There are three different templates, since three different patterned sheets will be used for the exterior bodywork. The left one will be for the deck, and will be made of HO-scale styrene diamond plate from Plastruct. The center template will form the main part of the side panels, and it's made from Plastruct HO scale styrene corrugated siding. The last template is the outermost "skin" of the side body panels, and is made of very thin, smooth .010 thick ABS sheet, also from Plastruct.


The templates, printed out and ready for cutting

Once the templates are printed on the adhesive label paper, I cut out each and affix it to the smooth, untextured side of the appropriate material. It is critically important that the horizontal lines of your template align perfectly with the pattern on the front of the sheet. If you aren't careful with this, you can wind up with a pattern that doesn't line up with your door openings or edges. Use of a new, sharp X-Acto blade is VERY important. This is especially important around the wheel well and outrigger openings, where cutting is most delicate.

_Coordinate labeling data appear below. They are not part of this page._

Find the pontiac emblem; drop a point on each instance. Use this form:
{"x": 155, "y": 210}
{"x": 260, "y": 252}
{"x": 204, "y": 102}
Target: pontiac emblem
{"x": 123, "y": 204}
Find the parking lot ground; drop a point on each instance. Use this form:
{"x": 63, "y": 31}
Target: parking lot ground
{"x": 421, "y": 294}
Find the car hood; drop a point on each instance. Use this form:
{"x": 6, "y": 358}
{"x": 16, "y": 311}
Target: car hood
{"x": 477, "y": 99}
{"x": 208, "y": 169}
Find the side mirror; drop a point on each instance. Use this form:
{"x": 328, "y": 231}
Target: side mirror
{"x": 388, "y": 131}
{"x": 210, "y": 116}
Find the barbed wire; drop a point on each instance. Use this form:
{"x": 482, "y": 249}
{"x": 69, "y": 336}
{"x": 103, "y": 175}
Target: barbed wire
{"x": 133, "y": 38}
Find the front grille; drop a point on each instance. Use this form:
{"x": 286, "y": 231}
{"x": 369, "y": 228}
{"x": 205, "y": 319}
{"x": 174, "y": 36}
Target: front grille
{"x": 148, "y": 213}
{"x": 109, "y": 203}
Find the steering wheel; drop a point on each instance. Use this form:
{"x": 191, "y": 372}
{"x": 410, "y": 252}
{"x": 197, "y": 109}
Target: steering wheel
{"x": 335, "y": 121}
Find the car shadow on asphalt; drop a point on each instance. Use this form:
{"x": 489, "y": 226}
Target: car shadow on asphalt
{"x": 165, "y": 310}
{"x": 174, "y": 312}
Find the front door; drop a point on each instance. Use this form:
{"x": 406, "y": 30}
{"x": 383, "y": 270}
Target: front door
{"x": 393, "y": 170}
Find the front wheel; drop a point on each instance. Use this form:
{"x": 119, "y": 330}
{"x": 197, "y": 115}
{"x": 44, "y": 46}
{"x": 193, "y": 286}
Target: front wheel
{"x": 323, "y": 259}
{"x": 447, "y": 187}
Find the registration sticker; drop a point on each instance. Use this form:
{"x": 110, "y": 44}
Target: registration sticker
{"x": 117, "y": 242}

The plastic body panels. Corrugated pattern (top) for the roll-up doors,
smooth (bottom) for the outside skin. The label paper hasn't been peeled
off of the lower panel yet.

Once the two panels are cut, I make a "sandwich", by layering the thin, smooth panel with the wheel well and door openings over the inner panel with the grooved surface. Before final cementing, I make sure they line up perfectly. One tiny drop of super-glue in an inconspicuous corner will hold them together well enough until you are sure they are lined up. After that, apply more cement very sparingly around the outside edges. Important: Avoid getting glue on the exposed grooved surfaces. These are actually your "roll-up" doors, and any glue stuck to them will ruin their appearance.


The assembled officer's side panel.

The next step will be to "trim out" the doors, and I will cover that in Part
4. This involves adding the frames and handles, and will also utilize products from Plastruct. The panels will also be placed over a sub-structure, made of brass sheet and bars, which will stiffen everything and hold it all together.

Until then, thanks for reading, and stay safe.